Autre question qui se pose : ces foncières sont-elles outillées pour les petites communes ? L’exemple breton semble le démontrer. D’ailleurs Breizh Cité réfléchit à la création de micro-concessions. Dans le Var, Michaël Sebban y croit aussi. Il travaille actuellement avec le maire d’une petite commune qui veut redonner vie à son centre. L’objectif : créer deux brasseries avec terrasses, amener un boulanger, un primeur bio… "On aura déjà là le début de quelque chose. On ne va pas arriver avec des gros sabots. Tout le reste va suivre", assure-t-il. Son credo : "Dérisquer les porteurs de projets."

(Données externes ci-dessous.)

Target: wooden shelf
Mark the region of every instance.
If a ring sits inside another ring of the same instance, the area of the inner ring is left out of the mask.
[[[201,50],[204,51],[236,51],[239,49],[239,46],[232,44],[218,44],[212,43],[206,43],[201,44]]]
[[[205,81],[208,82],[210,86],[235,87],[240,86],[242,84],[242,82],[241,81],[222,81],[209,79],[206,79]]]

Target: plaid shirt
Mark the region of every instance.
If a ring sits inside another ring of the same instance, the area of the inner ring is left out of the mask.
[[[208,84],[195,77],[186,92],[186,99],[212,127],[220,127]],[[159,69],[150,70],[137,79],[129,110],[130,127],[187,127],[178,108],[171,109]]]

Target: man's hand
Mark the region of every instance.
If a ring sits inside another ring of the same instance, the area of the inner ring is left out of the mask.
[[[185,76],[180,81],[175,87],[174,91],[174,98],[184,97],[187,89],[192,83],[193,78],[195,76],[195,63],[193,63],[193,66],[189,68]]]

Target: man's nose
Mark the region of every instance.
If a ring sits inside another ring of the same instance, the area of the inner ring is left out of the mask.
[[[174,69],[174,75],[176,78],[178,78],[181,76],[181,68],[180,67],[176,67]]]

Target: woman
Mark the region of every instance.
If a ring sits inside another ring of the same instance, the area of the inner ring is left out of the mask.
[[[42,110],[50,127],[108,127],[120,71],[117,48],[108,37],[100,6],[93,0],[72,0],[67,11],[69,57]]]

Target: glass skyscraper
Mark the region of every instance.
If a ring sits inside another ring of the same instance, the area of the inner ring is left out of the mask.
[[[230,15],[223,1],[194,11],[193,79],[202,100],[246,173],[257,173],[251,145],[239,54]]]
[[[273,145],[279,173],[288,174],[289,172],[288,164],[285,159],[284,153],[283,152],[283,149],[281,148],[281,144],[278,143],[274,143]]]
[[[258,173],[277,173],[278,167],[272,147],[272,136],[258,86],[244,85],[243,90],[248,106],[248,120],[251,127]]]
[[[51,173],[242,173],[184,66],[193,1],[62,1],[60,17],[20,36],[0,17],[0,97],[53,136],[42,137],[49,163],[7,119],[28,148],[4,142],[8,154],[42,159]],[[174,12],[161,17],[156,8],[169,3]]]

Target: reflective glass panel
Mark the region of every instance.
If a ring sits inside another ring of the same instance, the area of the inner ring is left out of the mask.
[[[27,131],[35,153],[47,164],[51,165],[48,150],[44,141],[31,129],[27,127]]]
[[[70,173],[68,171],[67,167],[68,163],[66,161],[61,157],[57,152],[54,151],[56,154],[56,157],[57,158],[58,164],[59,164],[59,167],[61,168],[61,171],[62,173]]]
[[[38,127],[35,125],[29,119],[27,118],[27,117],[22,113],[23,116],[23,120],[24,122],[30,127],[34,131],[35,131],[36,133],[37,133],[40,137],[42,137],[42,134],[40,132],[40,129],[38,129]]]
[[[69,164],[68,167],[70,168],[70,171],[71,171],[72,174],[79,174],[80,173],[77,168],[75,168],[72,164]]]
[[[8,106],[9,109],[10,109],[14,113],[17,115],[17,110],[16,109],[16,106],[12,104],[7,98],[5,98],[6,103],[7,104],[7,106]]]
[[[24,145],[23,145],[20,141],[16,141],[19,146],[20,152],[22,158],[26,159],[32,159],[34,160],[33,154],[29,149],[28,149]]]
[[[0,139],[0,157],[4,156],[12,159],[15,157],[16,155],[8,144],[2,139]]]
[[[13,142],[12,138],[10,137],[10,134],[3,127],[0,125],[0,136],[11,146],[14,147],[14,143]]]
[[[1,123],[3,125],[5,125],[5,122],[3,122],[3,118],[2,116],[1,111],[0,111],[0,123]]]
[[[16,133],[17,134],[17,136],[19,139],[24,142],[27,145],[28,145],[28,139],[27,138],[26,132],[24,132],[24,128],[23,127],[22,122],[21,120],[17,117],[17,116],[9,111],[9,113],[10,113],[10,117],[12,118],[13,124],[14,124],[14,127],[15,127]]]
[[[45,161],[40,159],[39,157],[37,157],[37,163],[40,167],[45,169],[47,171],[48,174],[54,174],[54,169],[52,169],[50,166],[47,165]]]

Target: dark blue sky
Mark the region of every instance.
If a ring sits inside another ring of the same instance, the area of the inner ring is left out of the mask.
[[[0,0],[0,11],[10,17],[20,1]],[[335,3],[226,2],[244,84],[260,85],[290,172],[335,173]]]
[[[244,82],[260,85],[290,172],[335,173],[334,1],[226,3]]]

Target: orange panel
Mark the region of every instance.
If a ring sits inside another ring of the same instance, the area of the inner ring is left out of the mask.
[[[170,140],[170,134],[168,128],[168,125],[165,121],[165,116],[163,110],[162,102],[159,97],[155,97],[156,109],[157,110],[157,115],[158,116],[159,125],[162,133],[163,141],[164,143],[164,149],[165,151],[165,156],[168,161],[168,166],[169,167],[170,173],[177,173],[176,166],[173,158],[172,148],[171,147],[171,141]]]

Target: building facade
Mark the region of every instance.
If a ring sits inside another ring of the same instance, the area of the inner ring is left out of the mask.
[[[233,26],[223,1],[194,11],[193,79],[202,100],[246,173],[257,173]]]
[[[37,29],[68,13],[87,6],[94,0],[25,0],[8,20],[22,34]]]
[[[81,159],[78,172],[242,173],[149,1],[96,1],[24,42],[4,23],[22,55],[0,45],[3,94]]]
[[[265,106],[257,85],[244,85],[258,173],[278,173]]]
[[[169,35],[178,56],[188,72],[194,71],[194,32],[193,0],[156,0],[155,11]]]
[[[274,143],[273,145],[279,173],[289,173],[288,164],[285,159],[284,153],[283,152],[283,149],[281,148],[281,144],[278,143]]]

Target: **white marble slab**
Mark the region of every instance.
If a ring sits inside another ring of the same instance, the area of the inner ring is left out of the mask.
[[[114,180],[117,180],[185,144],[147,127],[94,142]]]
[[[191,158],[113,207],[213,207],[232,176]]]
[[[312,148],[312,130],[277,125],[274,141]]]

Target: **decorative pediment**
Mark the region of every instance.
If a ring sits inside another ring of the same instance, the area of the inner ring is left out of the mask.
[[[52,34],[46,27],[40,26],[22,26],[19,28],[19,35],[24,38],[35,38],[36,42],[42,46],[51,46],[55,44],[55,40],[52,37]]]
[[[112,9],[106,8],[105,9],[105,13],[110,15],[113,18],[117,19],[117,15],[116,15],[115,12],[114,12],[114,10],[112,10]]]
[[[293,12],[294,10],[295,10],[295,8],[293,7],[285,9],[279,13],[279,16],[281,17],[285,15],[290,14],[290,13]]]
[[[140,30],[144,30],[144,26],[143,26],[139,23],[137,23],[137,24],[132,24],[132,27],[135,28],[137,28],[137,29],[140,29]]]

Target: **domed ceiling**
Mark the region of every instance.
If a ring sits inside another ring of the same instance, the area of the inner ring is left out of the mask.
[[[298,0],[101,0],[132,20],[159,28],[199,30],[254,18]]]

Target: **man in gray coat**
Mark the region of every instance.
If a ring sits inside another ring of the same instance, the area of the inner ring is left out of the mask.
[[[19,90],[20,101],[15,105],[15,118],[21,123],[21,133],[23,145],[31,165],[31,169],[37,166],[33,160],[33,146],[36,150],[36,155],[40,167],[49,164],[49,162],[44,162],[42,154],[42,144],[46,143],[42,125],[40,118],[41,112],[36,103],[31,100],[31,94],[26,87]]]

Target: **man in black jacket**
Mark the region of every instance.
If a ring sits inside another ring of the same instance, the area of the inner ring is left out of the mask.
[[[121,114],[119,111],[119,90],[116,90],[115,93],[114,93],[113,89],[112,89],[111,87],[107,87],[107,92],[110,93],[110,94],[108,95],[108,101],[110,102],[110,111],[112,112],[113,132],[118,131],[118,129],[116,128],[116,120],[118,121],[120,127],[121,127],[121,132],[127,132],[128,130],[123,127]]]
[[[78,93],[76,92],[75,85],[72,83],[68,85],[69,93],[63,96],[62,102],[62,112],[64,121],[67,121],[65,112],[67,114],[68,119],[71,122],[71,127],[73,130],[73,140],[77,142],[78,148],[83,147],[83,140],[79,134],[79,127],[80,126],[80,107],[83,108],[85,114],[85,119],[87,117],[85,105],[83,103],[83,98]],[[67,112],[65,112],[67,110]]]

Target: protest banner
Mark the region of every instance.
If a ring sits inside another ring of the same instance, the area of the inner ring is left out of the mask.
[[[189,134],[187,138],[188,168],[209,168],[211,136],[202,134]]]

Dans les communes rurales, où souvent la question du dernier commerce se pose, "la revente n’est pas possible". Seule une opération publique peut permettre de revitaliser, estime Magali Vergnet : "C’est une opération d’intérêt général, pas d’intérêt commercial." La foncière est là pour "fluidifier" les choses, en partenariat avec "les villes qui font ce travail d’animation d’attractivité, de sourcing des projets"… Dans ces cas-là, une SPL - qui ne peut contracter qu'avec des collectivités - va très vite être bloquée. Une filiale permet alors d’avoir un "effet démultiplicateur". À cet égard - et la fédération des EPL y est pour quelque chose – une disposition de la loi 3DS améliorera la gouvernance des SEM en permettant aux élus de participer aux assemblées générales des filiales. Ce qui devrait contribuer à leur développement.